To estimate gene regulatory schemes, cis-elements in regions 200-bp upstream of TSS were predicted by our original method (Obayashi et al., in preparation). Briefly, we estimated activities of cis-element candidates designed as heptamers by PCC calculation between gene expression changes and presence of the cis-element candidates in the gene promoter with 80-bp windows. We named the calculated PCC as cis-element activity, CEG (correlation between expression and a defined group of genes) value (see next section for detailed description). As a result, 304 heptamer cis-elements were extracted, which form 4 major groups (Pattern I to IV) with respect to position specificities of the presence and the activities (Figure below).
The 82 cis-elements of Pattern I are preferably located near TSS. This group contains 23 TATA-box-related heptamers, which are present in 26% of the genes. The highest activity is observed when the first T appears at -33, agreeing well with a previous report (29%, at -32) (
Molina and Grotewold, 2005). Information of TSS used in this calculation was downloaded from
TAIR.
Jackknife cross-validated CEG values were also calculated for each gene. Some of the results were experimentally validated in previous reports. For example, a TATA-box and an ACE-box were detected in chalcone synthase gene (
At5g13930) at an appropriate position, and the ACE-box was shown to function as a cis-element for that gene (
Schindler et al., 1992).
For listing candidates of a TF to bind to a cis-element, we searched TFs whose expression profiles are correlated with the CEG profile of the cis-element. For example, the computed list of TFs for a G-box related sequence, CACGTGT, contains the G-box binding factor 3 (GBF3,
At2g46270) (
Hartmann et al., 1998), supporting that the computed list of TFs can successfully identify possible TF(s) binding to specific cis-element. Lists of all TFs in Arabidopsis were downloaded from
AGRIS.
For the extraction of cis element, we calculated the correlation between expression and cis element existence. All 7mer (16384 sequences from AAAAAAA to TTTTTTT) was used as cis element candidates. For each candidate, the degree for relation between the existence of the cis element candidate and gene expression was calculated.
Figure below shows the examples of the calculation for a cis element candidate, AACCCTA, for cytokinin response. When this cis element candidate, AACCCTA, is observed in the upstream region from 1 to 81 in a gene, the gene is plotted on y-axis as 1, otherwise 0 (Fig. A).

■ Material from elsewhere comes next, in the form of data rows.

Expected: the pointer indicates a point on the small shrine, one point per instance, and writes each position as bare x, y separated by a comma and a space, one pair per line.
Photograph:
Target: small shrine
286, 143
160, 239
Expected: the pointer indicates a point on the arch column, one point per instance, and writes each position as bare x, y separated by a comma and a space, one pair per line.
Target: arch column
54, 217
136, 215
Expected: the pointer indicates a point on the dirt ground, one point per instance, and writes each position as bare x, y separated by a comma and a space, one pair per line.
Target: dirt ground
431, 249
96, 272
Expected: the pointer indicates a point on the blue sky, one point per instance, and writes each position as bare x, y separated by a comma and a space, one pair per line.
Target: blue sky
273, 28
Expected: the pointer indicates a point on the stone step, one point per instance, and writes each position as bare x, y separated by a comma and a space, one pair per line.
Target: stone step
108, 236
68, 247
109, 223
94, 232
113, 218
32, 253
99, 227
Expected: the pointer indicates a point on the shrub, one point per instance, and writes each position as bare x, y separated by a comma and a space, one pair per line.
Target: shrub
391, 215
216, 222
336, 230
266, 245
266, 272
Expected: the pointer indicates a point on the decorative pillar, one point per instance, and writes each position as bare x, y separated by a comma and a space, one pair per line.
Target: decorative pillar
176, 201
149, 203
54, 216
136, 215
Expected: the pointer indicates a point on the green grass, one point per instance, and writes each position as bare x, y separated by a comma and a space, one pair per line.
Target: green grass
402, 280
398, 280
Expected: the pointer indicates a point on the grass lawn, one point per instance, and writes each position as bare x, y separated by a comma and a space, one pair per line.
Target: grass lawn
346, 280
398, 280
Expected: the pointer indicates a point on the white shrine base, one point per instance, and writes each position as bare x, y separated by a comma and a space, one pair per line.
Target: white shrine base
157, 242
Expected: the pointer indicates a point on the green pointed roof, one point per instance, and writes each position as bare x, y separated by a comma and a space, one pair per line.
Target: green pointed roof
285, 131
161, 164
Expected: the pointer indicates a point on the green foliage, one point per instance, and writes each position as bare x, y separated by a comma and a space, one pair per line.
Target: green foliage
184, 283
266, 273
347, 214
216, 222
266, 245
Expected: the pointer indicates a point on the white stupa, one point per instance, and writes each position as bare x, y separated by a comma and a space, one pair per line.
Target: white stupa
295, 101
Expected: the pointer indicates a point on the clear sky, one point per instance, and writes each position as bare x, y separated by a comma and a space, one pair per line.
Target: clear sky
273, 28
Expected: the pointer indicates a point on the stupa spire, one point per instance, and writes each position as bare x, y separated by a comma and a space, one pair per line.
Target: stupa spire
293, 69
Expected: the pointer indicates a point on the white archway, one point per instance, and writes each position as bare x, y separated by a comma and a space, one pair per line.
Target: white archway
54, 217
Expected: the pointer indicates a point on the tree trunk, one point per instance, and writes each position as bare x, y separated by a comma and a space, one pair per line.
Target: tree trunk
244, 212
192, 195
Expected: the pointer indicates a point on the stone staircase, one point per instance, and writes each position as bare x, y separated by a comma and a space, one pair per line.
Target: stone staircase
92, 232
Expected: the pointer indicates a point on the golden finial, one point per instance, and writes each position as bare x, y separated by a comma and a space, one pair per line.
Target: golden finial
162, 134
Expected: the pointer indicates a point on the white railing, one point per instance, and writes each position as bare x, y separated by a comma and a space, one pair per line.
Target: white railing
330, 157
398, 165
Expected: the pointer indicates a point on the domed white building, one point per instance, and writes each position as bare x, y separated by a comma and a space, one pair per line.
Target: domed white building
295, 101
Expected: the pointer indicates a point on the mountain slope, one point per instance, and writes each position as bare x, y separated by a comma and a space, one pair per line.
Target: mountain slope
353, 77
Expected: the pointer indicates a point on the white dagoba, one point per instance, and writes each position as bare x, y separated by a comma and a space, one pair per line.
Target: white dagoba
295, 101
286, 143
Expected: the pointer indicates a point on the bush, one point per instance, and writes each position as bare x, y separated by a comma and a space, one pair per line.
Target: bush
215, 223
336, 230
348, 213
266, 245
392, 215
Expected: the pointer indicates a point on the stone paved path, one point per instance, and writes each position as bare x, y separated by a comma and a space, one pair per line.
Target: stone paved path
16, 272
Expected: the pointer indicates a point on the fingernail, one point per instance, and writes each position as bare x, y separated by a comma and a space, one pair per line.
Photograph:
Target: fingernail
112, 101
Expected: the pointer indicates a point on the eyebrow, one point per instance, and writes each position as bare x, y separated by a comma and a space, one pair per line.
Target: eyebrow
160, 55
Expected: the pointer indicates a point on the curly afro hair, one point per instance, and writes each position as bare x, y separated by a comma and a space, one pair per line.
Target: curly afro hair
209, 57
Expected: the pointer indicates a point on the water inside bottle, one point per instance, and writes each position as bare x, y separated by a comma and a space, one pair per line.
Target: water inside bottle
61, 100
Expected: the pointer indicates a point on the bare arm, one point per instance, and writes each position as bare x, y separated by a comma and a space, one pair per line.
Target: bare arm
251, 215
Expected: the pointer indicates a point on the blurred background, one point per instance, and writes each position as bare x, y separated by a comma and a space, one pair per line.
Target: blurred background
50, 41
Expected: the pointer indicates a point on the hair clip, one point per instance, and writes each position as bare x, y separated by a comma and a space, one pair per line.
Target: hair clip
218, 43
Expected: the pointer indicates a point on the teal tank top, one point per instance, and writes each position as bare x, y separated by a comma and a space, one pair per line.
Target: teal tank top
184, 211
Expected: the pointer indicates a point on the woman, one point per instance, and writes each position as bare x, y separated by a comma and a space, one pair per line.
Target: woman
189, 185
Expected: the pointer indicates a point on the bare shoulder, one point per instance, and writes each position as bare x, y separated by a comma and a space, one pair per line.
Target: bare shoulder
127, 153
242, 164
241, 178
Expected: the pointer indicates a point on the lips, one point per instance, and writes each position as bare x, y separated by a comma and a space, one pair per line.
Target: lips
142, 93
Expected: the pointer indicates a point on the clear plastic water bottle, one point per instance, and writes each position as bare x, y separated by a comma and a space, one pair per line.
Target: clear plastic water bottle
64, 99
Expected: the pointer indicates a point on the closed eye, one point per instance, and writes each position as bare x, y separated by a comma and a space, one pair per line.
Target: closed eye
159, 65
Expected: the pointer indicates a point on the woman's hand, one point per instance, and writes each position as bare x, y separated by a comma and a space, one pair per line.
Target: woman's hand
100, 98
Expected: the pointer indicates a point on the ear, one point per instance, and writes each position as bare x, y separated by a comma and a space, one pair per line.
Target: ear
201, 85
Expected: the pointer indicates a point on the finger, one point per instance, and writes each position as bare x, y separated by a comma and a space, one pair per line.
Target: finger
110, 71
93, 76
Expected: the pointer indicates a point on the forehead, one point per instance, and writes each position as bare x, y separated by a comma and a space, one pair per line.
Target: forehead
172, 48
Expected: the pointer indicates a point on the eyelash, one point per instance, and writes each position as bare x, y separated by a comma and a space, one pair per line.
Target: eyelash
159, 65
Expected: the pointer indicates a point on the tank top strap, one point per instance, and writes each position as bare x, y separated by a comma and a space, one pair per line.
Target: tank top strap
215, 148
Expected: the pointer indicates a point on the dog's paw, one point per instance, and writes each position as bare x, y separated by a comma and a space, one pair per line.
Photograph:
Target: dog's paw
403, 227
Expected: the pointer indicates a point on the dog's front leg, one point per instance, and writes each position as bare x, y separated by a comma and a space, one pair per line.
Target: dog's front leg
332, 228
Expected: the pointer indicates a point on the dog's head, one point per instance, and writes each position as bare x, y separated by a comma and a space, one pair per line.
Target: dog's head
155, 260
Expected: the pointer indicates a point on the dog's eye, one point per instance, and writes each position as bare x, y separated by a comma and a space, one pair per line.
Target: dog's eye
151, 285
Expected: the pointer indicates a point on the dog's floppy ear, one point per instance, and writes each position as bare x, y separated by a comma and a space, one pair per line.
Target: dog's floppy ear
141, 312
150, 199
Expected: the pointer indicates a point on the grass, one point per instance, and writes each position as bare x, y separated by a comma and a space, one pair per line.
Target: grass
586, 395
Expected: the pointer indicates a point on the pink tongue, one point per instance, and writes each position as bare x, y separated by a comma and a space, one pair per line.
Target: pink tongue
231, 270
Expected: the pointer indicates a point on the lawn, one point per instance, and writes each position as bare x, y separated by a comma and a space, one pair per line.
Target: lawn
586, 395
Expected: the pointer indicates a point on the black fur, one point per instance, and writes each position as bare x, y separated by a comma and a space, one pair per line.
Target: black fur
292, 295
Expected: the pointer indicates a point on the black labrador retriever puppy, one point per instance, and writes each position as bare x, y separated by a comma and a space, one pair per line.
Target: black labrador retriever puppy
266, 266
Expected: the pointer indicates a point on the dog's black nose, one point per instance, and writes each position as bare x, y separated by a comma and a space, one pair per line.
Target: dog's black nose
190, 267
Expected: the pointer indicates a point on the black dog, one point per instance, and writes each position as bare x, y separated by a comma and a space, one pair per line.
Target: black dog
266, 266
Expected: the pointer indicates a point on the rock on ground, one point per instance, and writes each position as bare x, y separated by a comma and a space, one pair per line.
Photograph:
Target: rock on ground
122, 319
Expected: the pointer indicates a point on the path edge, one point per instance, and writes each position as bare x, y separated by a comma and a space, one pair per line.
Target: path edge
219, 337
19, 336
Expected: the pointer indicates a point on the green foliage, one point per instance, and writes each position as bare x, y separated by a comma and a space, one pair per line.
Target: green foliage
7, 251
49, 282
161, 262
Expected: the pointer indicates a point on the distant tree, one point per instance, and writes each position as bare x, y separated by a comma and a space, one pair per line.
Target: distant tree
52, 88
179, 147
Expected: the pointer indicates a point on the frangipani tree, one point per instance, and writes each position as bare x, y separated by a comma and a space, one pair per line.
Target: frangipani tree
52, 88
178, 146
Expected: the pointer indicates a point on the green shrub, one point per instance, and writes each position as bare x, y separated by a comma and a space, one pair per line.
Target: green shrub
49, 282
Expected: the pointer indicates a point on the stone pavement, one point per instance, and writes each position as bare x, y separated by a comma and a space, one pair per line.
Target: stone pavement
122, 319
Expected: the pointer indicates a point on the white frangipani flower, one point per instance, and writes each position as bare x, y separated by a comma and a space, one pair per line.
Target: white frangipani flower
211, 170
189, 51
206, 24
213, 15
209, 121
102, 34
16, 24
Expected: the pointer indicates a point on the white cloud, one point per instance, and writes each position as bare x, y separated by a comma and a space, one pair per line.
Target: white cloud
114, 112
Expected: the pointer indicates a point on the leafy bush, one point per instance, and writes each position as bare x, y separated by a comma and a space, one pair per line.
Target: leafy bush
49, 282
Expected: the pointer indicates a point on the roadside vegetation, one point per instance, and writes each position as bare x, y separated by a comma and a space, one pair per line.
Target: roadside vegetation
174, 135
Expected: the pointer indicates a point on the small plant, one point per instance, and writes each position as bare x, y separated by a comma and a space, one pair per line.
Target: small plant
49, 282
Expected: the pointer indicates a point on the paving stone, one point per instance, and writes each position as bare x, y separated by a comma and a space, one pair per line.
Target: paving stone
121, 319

On x-axis, log-transformed intensity of cytokinin response was plotted for all genes. Namely up-regulated genes were plotted on right side and down-regulated genes were plotted on left side. In the figure B, the larger number of genes with AACCCTA is induced by cytokinin than genes without AACCCTA. On the other hand, genes with AACCCTA in the region from 101 to 181 shows same distribution of genes without AACCCTA in this region, suggesting AACCCTA in this region is meaningless for cytokinin response (Fig. C).
Point biserial correlation coefficients were used for representation of this population bias between induced and repressed genes. The first example gives 0.09, and the next example gives 0.00. We call this correlation coefficients CEG value. It is calculated for all cis element candidates for all samples and for several positions with 80-bp windows.